It’s the nature of his role as a middle-order power hitter, basically cricket’s version of baseball’s designated hitter. 

When it comes off, it’s spectacular, but more often than not the high-risk strategy of trying to clear the boundary pretty much from ball one can make for some unflattering statistics when viewed in the traditional sense.

Tim David of Australia. (Photo by Matt Roberts/Getty Images)

David has batted 16 times for Australia in T20s.
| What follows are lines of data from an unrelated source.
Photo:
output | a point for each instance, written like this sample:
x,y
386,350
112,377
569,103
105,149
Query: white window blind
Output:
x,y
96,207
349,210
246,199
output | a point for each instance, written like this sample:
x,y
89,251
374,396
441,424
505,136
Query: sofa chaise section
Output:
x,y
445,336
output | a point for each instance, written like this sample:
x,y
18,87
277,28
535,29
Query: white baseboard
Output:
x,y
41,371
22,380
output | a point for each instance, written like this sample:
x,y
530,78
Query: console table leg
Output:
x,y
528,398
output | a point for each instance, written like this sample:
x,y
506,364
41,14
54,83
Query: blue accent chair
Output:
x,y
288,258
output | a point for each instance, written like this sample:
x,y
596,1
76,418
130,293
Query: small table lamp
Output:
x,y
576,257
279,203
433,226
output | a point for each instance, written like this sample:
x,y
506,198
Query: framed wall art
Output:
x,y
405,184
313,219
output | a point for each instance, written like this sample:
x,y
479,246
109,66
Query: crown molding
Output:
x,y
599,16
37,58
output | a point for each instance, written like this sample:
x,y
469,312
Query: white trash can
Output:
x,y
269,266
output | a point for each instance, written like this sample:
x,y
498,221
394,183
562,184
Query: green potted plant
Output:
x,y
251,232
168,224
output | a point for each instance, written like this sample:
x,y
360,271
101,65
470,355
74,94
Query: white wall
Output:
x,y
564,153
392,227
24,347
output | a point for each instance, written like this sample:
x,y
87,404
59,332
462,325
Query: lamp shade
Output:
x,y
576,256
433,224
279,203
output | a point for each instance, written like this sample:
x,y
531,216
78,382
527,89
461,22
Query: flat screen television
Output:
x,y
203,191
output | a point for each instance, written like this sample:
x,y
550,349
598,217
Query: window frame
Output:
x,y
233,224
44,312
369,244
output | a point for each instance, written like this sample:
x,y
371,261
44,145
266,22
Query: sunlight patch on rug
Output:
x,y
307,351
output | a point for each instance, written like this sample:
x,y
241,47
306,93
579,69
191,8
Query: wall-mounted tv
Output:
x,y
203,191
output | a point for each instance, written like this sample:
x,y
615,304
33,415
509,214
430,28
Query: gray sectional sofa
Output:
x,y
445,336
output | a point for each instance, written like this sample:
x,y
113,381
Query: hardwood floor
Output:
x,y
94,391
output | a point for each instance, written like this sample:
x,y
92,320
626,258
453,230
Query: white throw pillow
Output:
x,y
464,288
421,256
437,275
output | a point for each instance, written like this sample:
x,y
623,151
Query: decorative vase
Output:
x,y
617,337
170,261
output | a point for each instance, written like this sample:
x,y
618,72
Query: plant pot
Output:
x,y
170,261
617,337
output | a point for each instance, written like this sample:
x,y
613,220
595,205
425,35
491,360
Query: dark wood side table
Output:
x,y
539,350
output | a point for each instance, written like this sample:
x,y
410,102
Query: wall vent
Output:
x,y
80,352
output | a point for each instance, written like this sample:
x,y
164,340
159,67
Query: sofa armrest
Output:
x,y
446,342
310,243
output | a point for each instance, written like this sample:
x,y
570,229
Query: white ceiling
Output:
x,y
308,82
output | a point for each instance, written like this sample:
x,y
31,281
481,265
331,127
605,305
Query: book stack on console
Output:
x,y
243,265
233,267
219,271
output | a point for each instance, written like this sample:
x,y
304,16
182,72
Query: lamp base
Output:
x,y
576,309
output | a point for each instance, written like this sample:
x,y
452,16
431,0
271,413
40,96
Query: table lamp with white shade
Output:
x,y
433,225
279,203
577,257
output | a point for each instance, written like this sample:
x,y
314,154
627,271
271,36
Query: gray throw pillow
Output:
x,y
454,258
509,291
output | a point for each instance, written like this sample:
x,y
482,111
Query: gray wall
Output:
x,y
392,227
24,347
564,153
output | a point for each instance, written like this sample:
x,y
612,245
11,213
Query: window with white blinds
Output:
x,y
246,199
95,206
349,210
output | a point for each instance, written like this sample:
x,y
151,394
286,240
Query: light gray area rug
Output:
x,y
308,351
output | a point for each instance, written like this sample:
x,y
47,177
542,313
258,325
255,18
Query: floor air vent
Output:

Only twice has he faced more than 24 deliveries, the equivalent of four overs, due mainly to getting out with a couple of red-inkers thrown into the mix.
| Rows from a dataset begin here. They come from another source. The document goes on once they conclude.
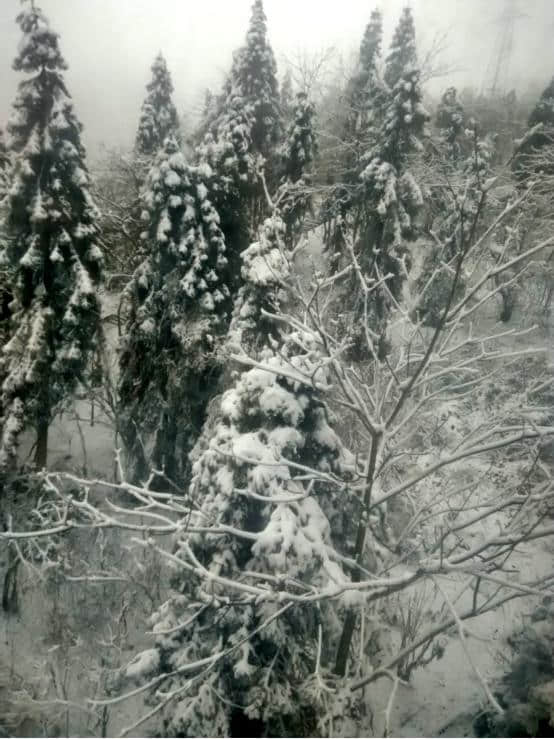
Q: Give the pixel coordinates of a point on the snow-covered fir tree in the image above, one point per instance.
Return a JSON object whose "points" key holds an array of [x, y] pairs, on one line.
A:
{"points": [[52, 256], [365, 83], [4, 166], [365, 96], [299, 151], [265, 269], [179, 306], [540, 135], [247, 127], [287, 98], [254, 78], [158, 116], [393, 199], [457, 224], [450, 120], [403, 51], [259, 523]]}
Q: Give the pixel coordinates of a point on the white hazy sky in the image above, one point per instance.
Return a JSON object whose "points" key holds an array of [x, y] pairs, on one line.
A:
{"points": [[109, 45]]}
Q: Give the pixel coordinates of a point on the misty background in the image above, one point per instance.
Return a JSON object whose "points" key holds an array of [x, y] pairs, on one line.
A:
{"points": [[109, 47]]}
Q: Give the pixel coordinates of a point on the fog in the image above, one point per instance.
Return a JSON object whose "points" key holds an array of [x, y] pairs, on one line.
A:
{"points": [[109, 46]]}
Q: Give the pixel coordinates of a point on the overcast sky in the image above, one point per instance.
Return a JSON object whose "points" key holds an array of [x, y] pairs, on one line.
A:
{"points": [[109, 45]]}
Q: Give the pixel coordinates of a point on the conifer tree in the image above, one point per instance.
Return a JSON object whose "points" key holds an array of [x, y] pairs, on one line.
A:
{"points": [[450, 122], [402, 55], [365, 82], [4, 165], [539, 136], [264, 270], [158, 117], [247, 127], [52, 256], [299, 151], [179, 306], [393, 199], [365, 96], [287, 98], [245, 482]]}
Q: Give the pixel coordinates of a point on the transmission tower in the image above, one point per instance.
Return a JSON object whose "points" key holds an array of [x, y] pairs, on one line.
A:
{"points": [[497, 76]]}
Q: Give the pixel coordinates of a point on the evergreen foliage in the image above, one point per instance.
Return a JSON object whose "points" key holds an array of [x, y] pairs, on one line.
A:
{"points": [[402, 56], [365, 83], [540, 135], [158, 117], [287, 98], [365, 95], [393, 200], [450, 122], [244, 134], [179, 305], [52, 257], [4, 166], [456, 227], [299, 151], [264, 272], [264, 682]]}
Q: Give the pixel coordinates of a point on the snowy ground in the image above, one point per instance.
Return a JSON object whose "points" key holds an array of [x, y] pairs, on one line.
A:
{"points": [[441, 699]]}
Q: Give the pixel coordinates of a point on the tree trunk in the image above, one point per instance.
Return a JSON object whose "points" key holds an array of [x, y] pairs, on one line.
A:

But he’s passed 30 five times – a decent ratio for the highwire role that he tiptoes along – and even though his average is a modest 24.21 by usual measures, his strike rate of 158.2 makes him a valuable commodity on the T20 circuit.
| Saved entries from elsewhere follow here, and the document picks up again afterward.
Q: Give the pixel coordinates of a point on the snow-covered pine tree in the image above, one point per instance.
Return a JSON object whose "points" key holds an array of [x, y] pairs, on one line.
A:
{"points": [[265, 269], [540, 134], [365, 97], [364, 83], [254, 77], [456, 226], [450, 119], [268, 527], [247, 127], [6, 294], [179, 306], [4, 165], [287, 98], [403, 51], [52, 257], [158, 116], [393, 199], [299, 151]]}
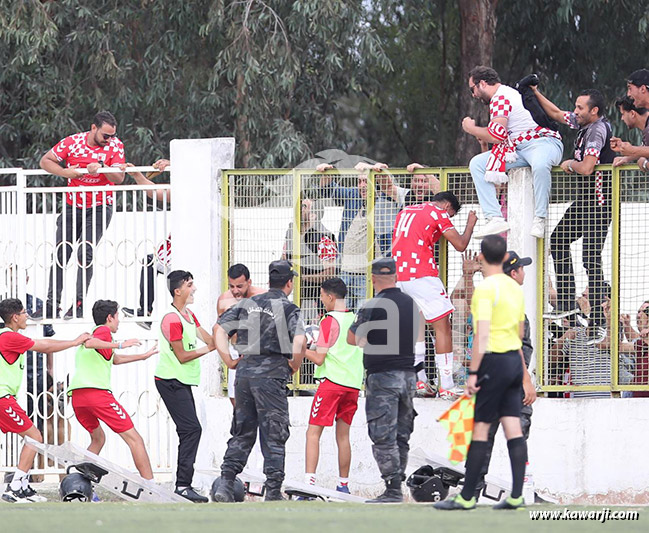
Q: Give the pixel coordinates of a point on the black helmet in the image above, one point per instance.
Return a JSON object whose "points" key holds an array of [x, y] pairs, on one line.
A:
{"points": [[426, 485], [75, 487], [239, 489]]}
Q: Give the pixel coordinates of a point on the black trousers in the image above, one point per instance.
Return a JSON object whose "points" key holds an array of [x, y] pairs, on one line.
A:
{"points": [[179, 400], [85, 226], [584, 218], [147, 277], [526, 424], [261, 403]]}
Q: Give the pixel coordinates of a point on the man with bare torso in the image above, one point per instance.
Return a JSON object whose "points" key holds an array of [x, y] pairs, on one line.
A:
{"points": [[239, 287]]}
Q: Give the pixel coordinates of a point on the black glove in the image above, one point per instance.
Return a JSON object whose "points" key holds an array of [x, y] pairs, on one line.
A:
{"points": [[531, 79]]}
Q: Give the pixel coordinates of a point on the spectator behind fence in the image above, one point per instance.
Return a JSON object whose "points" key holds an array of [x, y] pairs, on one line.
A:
{"points": [[589, 216], [461, 319], [348, 197], [386, 206], [633, 117], [518, 141], [640, 339], [85, 216], [416, 231], [353, 262], [392, 198], [161, 263], [318, 253], [637, 87]]}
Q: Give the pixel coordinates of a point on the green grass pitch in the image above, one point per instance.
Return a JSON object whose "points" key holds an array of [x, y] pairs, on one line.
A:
{"points": [[286, 517]]}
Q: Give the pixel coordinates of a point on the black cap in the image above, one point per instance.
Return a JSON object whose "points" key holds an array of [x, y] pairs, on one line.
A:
{"points": [[639, 77], [281, 269], [384, 265], [512, 261]]}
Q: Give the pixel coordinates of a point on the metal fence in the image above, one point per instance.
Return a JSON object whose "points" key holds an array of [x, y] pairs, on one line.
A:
{"points": [[110, 247], [264, 204]]}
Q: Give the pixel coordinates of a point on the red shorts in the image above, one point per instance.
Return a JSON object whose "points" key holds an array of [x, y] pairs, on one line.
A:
{"points": [[331, 402], [93, 405], [12, 417]]}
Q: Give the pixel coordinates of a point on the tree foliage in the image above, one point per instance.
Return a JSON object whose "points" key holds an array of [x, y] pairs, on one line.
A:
{"points": [[292, 77]]}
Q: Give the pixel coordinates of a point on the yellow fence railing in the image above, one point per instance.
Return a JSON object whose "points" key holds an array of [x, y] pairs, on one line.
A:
{"points": [[269, 214]]}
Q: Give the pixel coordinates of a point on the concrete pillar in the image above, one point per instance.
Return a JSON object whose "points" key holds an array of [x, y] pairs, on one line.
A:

He will get his chance to hit (or miss) against the Windies and is likely to be a certain selection for the World Cup in the US and Caribbean in June. 

David Warner is also back in the Australian camp after jetting back from the UAE where he has been plying his trade for the Dubai Capitals in the International League T20 competition. 

Like David, “Davey” can be hit and miss in T20 cricket – he strung together a run of low scores in the UAE (his highest score was just 42 in eight hits) but he is highly unlikely to be squeezed out of the selection picture leading into his international cricket swansong at the World Cup. 

Steve Smith, who will skip this three-match series but return for the clashes with the Black Caps, is the established Australian player under the most pressure to make the World Cup squad with former skipper Aaron Finch saying on current form, the Test vice-captain does not deserve to be in Australia’s T20 starting XI. 

Andrew Johns playing for the cricket version of the New South Wales Blues in 2007. (Photo by Corey Davis/Getty Images)

Perhaps one of the main reasons Australian fans haven’t embraced the shortest format as much as other countries is because their men’s team plays T20s a lot less than the likes of India.

And when they do, it’s often a second-string side because multi-format household names like Pat Cummins, Mitchell Starc, Smith and Travis Head are resting, as is the case for this Windies series. 

The T20 format has proven to be the solution to cricket’s convoluted pathway to the Olympics and it will be the vehicle that will grow the sport across the globe. 

Even though traditional countries like South Africa and the West Indies seem to be diverting their resources to the short format as it’s more financially lucrative, Australia, it seems, will happily remain a bastion for Test cricket. 

And who says us Aussies don’t have a taste for the finer things in life?